8 Antworten auf „Goethe starb am Weltwassertag“

  1. Lieber Panne, wie schade, dass so viel ausfallen muss, was Spaß gemacht hätte. Und was für ein Glück, dass die heitere Zeichnerei uns auch im isolierten Homeoffice möglich ist. Tolle Tulpen! Gerne mehr davon, Bilder gucken macht froh! Beste Grüße – Lotte

  2. lieber Herr Panne,
    auch ich schätze Deine Tulpen (zumal in meiner Lieblingsfarbe) aufs höchste – mehr davon, ein ganzes Tulpenmeer wünsche ich mir (wenn ich darf auch zwei oder drei oder gerne noch mehr dieser Meere).

    Gerade habe ich gelernt (Yukos Insta): Holland entsorgt Blüten und Pflanzen, da die Blumengeschäfte geschlossen werden müssen. Floristen werden ausgesperrt. Schlimm.
    Doch was ist mit all den anderen kleinen Geschäftsinhabern, deren Angestellte und Helfer, die jetzt schliessen müssen. Wo kommt denn da die Kohle jetzt her?
    Und dann gibts in Folge bald auch die „Grossen“, die mittelständischen Arbeitgeber, die um Sozialkontakte zu vermeiden bald auch schliessen müssen (so ists ja heute in Italien verkündet worden).

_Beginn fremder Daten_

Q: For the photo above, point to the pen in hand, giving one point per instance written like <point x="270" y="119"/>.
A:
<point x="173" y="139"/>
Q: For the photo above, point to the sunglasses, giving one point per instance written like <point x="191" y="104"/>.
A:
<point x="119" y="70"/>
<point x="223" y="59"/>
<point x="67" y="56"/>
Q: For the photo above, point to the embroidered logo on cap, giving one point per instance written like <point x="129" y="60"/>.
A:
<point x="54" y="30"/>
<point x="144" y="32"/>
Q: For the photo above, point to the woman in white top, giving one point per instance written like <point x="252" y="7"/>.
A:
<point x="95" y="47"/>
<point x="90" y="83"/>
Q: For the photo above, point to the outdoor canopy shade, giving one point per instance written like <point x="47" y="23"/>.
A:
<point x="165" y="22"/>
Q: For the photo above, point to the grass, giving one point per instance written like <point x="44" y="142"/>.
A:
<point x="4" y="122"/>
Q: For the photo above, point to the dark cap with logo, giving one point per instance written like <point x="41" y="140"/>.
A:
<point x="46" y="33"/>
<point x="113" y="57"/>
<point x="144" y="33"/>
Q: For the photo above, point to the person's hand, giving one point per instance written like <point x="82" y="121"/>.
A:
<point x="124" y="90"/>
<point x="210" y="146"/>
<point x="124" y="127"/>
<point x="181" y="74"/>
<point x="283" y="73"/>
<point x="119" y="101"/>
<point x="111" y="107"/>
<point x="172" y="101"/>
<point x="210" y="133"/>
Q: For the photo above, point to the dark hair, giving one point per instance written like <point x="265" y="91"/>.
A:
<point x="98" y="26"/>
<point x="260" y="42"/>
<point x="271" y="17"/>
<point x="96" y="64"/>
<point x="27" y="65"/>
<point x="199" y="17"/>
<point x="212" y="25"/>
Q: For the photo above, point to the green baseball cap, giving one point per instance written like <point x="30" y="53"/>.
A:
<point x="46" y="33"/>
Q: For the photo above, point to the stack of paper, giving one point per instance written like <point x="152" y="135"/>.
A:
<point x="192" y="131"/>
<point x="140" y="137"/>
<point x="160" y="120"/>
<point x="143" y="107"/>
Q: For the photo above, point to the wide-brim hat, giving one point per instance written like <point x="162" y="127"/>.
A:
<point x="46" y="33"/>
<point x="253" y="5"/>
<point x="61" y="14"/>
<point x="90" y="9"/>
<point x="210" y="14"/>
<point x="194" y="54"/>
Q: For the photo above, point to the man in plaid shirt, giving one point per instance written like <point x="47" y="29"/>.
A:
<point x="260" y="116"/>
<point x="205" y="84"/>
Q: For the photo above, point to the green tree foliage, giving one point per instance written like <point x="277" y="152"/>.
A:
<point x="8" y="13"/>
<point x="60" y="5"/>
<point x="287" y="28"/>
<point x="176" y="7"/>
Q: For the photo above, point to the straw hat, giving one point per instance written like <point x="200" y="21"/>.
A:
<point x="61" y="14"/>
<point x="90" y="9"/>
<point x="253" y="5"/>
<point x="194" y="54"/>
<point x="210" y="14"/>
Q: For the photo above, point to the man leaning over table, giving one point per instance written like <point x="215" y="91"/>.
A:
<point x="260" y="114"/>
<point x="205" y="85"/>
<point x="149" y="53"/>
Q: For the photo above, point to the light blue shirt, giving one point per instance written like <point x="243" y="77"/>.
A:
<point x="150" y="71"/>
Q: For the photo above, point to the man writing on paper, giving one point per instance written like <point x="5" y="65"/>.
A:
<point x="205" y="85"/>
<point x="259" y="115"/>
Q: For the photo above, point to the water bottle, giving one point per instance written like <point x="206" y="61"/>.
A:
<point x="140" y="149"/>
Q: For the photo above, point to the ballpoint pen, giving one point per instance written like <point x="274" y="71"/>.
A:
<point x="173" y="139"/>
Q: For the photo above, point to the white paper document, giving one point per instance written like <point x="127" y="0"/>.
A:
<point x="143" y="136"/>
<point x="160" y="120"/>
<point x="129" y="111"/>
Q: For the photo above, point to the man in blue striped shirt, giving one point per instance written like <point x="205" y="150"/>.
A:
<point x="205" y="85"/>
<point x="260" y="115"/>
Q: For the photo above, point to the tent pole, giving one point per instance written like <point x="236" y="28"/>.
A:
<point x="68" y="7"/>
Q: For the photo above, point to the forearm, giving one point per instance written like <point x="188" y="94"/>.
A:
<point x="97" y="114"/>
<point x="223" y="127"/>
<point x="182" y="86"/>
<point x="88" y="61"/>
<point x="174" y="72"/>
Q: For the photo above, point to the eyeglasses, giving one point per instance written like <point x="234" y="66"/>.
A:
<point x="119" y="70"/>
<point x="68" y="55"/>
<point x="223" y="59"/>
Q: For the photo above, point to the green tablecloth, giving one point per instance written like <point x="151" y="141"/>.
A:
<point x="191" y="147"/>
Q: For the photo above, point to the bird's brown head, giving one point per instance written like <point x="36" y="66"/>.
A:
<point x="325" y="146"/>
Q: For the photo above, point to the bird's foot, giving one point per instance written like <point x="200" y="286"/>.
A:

    Deine schönen Tulpen helfen da, glaubs mir, die helfen einfach dadurch dass es was zum Freuen gibt, dass noch etwas geht. Dadurch dass noch was gemacht wird.

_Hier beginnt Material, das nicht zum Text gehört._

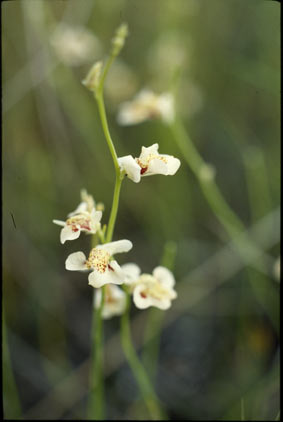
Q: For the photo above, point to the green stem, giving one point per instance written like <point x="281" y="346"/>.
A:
<point x="102" y="114"/>
<point x="221" y="209"/>
<point x="227" y="217"/>
<point x="96" y="406"/>
<point x="114" y="209"/>
<point x="143" y="381"/>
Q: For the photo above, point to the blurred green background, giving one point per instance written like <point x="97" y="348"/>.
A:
<point x="219" y="348"/>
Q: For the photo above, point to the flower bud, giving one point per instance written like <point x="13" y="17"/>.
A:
<point x="119" y="39"/>
<point x="92" y="79"/>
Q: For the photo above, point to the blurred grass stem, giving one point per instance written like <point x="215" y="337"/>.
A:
<point x="143" y="381"/>
<point x="155" y="319"/>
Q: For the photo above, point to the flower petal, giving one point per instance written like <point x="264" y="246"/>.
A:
<point x="141" y="300"/>
<point x="131" y="167"/>
<point x="132" y="272"/>
<point x="146" y="151"/>
<point x="157" y="166"/>
<point x="117" y="247"/>
<point x="76" y="262"/>
<point x="59" y="222"/>
<point x="82" y="207"/>
<point x="115" y="301"/>
<point x="173" y="164"/>
<point x="165" y="276"/>
<point x="67" y="233"/>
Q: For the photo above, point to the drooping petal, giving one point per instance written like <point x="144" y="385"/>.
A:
<point x="59" y="222"/>
<point x="157" y="166"/>
<point x="115" y="301"/>
<point x="164" y="276"/>
<point x="67" y="233"/>
<point x="132" y="272"/>
<point x="116" y="247"/>
<point x="140" y="297"/>
<point x="76" y="262"/>
<point x="131" y="167"/>
<point x="173" y="164"/>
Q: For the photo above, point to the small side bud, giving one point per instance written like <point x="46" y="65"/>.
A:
<point x="92" y="79"/>
<point x="207" y="172"/>
<point x="100" y="206"/>
<point x="119" y="39"/>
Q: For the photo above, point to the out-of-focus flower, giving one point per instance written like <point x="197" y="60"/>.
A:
<point x="149" y="162"/>
<point x="155" y="290"/>
<point x="114" y="301"/>
<point x="147" y="105"/>
<point x="74" y="45"/>
<point x="105" y="269"/>
<point x="168" y="53"/>
<point x="85" y="218"/>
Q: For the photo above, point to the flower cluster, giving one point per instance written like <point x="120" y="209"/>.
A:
<point x="156" y="289"/>
<point x="86" y="218"/>
<point x="147" y="290"/>
<point x="149" y="162"/>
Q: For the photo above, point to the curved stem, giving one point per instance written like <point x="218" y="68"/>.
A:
<point x="102" y="114"/>
<point x="114" y="209"/>
<point x="143" y="381"/>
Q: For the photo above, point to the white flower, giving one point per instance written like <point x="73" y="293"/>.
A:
<point x="73" y="226"/>
<point x="148" y="163"/>
<point x="147" y="105"/>
<point x="74" y="45"/>
<point x="105" y="269"/>
<point x="85" y="218"/>
<point x="155" y="290"/>
<point x="114" y="302"/>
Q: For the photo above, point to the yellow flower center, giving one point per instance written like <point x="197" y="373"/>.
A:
<point x="154" y="288"/>
<point x="98" y="260"/>
<point x="79" y="220"/>
<point x="145" y="162"/>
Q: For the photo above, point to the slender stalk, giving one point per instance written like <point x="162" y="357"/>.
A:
<point x="227" y="217"/>
<point x="102" y="114"/>
<point x="155" y="320"/>
<point x="220" y="207"/>
<point x="96" y="402"/>
<point x="114" y="209"/>
<point x="142" y="379"/>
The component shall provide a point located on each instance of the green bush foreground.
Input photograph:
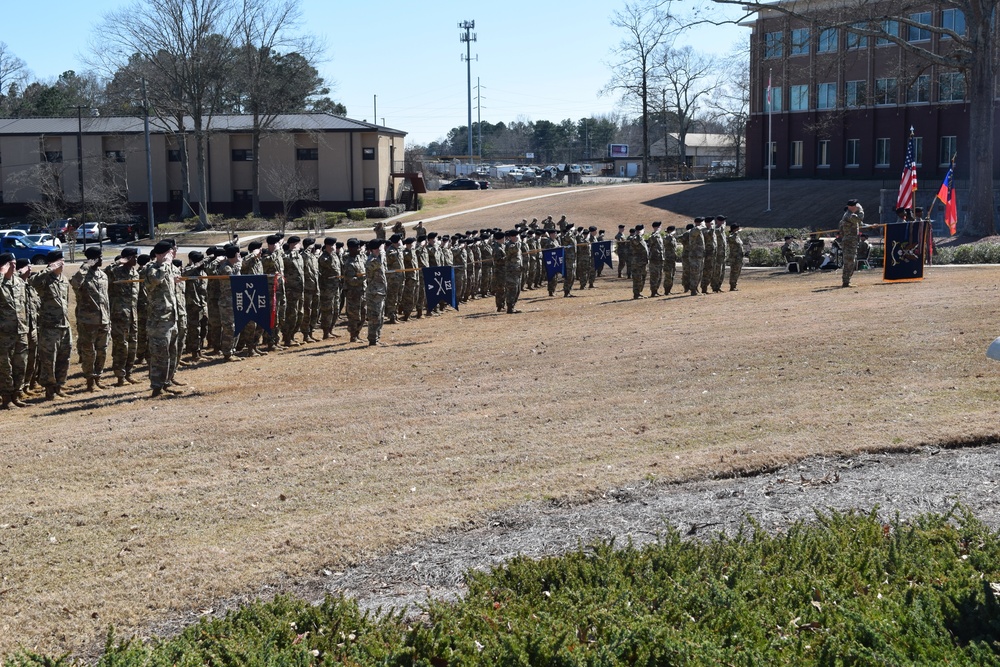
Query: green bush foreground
(846, 589)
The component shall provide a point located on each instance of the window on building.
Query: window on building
(882, 152)
(800, 42)
(951, 87)
(856, 40)
(773, 45)
(823, 153)
(889, 28)
(919, 91)
(886, 91)
(776, 99)
(796, 155)
(827, 41)
(852, 157)
(954, 20)
(949, 146)
(799, 98)
(856, 93)
(917, 33)
(826, 96)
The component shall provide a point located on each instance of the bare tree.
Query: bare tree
(647, 26)
(188, 43)
(972, 52)
(288, 185)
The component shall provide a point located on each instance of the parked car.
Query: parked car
(21, 250)
(461, 184)
(42, 239)
(93, 231)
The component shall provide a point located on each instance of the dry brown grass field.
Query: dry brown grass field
(116, 509)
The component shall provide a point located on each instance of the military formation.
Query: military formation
(156, 308)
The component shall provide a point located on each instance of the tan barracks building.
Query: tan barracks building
(341, 163)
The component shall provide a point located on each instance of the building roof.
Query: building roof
(104, 125)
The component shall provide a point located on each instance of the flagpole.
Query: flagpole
(770, 145)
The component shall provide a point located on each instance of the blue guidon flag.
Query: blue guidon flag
(439, 282)
(252, 301)
(601, 252)
(555, 262)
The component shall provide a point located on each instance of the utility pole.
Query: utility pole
(468, 37)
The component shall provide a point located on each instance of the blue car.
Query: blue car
(22, 249)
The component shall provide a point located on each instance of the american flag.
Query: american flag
(908, 183)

    Das NK hat diese Woche seine (aus bekanntem Grunde) abgesagte Lesung gestreamt, Dank tüchtiger Helferlein, die technisch und überhaupt auch mit grossem Engagement allerhand auf die Beine stellen.
    Das finde ich einfach toll, und kreativ.
    Sie wandeln einfach mal so das aktuell dringend nötige social distancing in eine grossartige Möglichkeit für alle Interessierte, dennoch teilzunehmen.
    Da passiert aktuell was, da machen (junge und junggebliebene) Menschen ein Ding, IHR Ding.

    Sicher ist der Einsatz von Kommunikationstechnik nicht für jede kulturelle Veranstaltung eine brauchbare (ich will jetzt nicht sagen Alternative, ich werde es nennen) Ausweichmöglichkeit.

    Ich empfinde heute , mitten in der aktuellen Ansteckungsproblematik, sehr sehr viele Chancen für neue Sehweisen, andere Beurteilungen, Vorgehensweisen.
    Es gibt viel Neues (ggf auch altes Neues) was JETZT erkannt werden möchte und unser gesellschaftliches Zusammenleben, unsere Wirtschaft, unsere industrielle Produktionsweise, unser Leben, unserer Denkweise umgestalten wird. Oder zumindest könnte.
    Tatsächlich ist das aktuell unsere grosse Chance, unser persönlicher und gesellschaftlicher Kampf gegen die Bedrohung durch dieses Virus, und die dadurch freigesetzten kreativen Kräfte.

    Wir sollten sie einfach nutzen. Würde ich gerne vorschlagen.

    Gerne weitere gelbe Tulpen sehend wünsche ich
    bleib gesund, Herr Panne, bleib bloss gesund.
    Hans

    1. Lieber Hans.

      Der längste Kommentar in diesem Blog – wow! Dank fürs Tulpenlob, ich geb es weiter an die Tulpen 🙂
      Es sind schon dramatische Zeiten. Man muss gleichzeitig ein Auge aufs persönliche Verhalten haben wie auch auf politisch-gesellschaftliche Veränderungen. Und dann geistern da im Kopf ja auch noch ganz eigen Spukereien und Dissonanzen rund um Bekannte, Verwandte, Sicherheiten, … herum. Alles etwas anstrengend.
      Ich hoffe, es geht Dir gut und Du tust Dir selbst angenehme Dinge.
      Beste Grüße von M nach D
      P

    1. Das hätte mich wahrlich sehr gefreut, lieber Peter. Aber weil Knutschen grad nicht geht … ist ein Ersatztermin auf den 17.5. prognostiziert. Mal sehen, wie sich bis dahin alles so entwickelt … Grüße!